Este año se celebra el 60 aniversario de la primera presentación del Ferial, un movimiento cultural que ha dado vida a la historia de Aguascalientes a través de la danza y la música. En esta edición, “El Ferial de mi vida” recorre, desde los recuerdos de la abuela Estela, seis décadas de identidad, tradición y memoria.
Todo comenzó en un salón de clases, donde los maestros Víctor Sandoval y Ladislao Juárez imaginaron una forma de mostrar el talento local que se formaba en la Casa de la Cultura. Así nació, en 1966, un espectáculo que se presentó por primera vez en Palacio de Gobierno. Su éxito fue inmediato: la respuesta del público creció año con año, convirtiéndolo en una de las expresiones culturales más queridas del estado.
Con el tiempo, el Ferial evolucionó y recorrió distintos escenarios, como la Plaza de Toros San Marcos y el Teatro Morelos, hasta consolidarse en el Teatro Aguascalientes.

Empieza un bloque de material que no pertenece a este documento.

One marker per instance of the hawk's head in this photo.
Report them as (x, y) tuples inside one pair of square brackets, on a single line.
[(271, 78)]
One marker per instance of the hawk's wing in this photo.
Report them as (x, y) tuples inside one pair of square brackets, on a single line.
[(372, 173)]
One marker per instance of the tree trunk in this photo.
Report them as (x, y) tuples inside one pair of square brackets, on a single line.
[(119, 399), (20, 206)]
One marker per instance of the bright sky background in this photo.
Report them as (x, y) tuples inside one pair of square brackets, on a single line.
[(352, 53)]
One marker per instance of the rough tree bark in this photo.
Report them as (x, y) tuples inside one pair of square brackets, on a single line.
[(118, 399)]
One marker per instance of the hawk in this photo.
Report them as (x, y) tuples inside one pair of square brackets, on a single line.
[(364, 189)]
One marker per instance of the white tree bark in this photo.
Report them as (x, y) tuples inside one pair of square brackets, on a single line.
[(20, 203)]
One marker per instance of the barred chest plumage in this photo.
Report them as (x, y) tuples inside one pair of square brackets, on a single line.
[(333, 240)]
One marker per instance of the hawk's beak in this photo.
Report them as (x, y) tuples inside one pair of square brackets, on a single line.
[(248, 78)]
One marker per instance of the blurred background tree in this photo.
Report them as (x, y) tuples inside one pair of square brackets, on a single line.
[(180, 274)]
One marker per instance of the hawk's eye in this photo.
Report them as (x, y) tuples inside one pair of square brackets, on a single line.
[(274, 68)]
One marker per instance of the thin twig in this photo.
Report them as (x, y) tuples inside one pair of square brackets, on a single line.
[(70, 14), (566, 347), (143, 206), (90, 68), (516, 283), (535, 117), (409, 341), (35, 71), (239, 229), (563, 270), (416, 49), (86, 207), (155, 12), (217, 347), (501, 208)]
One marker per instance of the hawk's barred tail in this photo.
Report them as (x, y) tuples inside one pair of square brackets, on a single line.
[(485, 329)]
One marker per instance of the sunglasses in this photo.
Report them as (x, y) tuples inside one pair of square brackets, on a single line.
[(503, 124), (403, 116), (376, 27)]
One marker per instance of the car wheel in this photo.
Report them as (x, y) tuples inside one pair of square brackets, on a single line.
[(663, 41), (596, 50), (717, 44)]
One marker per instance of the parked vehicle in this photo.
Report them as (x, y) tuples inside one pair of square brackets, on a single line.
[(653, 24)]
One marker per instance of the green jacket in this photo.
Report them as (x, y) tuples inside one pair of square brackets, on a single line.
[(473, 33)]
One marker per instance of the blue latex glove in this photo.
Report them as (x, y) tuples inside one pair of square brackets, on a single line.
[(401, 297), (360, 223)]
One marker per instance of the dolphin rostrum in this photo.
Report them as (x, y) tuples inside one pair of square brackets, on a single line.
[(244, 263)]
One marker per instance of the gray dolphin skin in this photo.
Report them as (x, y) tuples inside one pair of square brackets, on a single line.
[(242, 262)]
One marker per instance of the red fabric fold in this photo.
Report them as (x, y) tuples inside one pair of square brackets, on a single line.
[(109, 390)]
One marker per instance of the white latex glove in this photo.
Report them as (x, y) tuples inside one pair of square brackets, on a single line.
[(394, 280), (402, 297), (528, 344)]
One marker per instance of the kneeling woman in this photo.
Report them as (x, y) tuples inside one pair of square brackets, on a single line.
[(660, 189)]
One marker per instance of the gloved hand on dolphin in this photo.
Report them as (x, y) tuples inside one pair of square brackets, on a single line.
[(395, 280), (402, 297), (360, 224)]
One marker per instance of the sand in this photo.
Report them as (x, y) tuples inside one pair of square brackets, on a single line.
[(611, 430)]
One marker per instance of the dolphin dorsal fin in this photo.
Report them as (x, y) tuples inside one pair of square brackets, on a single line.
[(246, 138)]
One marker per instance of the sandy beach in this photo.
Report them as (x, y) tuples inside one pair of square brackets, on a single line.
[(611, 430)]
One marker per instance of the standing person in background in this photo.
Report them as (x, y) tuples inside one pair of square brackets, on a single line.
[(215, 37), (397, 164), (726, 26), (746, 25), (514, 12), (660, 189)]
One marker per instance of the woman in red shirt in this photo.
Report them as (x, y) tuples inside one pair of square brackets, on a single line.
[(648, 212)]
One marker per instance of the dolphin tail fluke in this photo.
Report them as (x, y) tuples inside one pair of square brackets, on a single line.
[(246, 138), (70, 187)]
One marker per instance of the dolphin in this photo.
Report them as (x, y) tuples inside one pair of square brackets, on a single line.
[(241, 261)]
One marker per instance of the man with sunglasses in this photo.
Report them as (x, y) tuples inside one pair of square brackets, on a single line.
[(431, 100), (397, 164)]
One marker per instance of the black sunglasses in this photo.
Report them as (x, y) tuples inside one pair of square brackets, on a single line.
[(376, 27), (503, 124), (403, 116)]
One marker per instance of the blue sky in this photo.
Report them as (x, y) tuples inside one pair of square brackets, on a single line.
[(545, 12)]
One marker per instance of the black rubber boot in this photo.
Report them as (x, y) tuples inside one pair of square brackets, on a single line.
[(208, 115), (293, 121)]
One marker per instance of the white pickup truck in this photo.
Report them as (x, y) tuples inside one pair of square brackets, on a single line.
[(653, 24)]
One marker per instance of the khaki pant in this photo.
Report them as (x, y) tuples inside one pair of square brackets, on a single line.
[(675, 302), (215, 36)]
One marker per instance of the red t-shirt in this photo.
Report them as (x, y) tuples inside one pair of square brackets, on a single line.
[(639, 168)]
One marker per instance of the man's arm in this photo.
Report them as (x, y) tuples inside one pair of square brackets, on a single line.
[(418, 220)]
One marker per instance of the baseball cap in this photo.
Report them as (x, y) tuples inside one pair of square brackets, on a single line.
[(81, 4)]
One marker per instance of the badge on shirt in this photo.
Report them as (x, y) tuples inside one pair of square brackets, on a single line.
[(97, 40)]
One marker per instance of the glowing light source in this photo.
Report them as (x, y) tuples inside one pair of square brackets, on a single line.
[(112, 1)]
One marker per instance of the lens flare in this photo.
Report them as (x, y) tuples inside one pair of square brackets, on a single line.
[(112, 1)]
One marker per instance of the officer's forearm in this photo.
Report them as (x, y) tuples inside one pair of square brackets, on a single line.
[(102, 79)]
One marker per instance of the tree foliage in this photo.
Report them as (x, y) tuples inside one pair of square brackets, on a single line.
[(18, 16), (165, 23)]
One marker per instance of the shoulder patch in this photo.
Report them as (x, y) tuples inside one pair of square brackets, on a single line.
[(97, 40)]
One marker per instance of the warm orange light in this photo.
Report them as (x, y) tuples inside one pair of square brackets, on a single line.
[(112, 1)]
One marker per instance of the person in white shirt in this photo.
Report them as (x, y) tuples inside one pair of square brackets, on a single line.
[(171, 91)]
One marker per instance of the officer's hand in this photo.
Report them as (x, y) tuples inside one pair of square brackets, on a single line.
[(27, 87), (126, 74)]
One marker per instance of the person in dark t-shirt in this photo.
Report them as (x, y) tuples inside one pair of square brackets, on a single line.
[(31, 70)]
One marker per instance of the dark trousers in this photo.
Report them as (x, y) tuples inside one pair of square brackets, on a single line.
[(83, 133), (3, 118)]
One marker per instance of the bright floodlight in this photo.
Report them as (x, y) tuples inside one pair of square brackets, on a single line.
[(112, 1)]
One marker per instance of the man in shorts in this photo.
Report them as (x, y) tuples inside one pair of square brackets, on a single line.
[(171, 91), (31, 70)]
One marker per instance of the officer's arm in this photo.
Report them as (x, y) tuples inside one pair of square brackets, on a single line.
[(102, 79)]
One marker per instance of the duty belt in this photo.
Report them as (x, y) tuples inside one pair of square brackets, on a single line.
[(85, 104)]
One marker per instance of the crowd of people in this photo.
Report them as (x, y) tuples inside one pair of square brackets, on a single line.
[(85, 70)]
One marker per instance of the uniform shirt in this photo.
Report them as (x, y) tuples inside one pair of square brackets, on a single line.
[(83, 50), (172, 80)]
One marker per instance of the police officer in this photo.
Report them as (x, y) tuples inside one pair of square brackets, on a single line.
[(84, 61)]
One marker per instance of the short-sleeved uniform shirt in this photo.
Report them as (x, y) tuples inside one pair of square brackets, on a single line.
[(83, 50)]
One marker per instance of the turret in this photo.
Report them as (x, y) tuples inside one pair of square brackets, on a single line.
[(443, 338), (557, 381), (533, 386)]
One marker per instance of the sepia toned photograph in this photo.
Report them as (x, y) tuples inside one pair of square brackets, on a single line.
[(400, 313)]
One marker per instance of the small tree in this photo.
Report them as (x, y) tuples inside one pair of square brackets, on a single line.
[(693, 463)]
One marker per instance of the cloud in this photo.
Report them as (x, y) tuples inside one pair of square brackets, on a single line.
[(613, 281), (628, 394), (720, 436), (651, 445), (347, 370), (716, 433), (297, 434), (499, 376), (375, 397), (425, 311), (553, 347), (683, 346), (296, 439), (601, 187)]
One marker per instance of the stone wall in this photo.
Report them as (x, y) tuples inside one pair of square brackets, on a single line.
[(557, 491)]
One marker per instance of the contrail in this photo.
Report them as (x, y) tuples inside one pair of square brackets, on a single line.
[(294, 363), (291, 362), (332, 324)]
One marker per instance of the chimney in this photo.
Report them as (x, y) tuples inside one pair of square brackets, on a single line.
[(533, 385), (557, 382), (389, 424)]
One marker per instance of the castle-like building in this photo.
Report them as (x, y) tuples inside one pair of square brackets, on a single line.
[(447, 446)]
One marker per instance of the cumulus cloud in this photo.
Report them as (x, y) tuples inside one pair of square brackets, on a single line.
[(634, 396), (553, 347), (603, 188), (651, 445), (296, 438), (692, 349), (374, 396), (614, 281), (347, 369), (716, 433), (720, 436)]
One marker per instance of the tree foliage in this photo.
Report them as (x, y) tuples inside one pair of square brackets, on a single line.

A lo largo de seis décadas, el Ferial ha sido más que un espectáculo: es un espacio donde Aguascalientes se cuenta a sí mismo. En cada coreografía, en cada pieza musical y en cada cuadro escénico, se reflejan sus tradiciones, su historia y su gente.
Y cuando llega el final, no es un cierre, sino un eco que permanece. “El alma del Ferial” se hace presente con El Pregonero, la emblemática composición de Ladislao Juárez Ponce, que más que una pieza musical, es un símbolo de identidad. Su melodía no solo despide la función, reafirma el sentido de pertenencia.
Porque el Ferial no termina cuando cae el telón. Vive en quienes lo han hecho posible y en quienes lo han disfrutado. Permanece en cada artista, en cada espectador y en cada recuerdo que, como los de la abuela Estela, siguen dando vida al Ferial de toda una vida.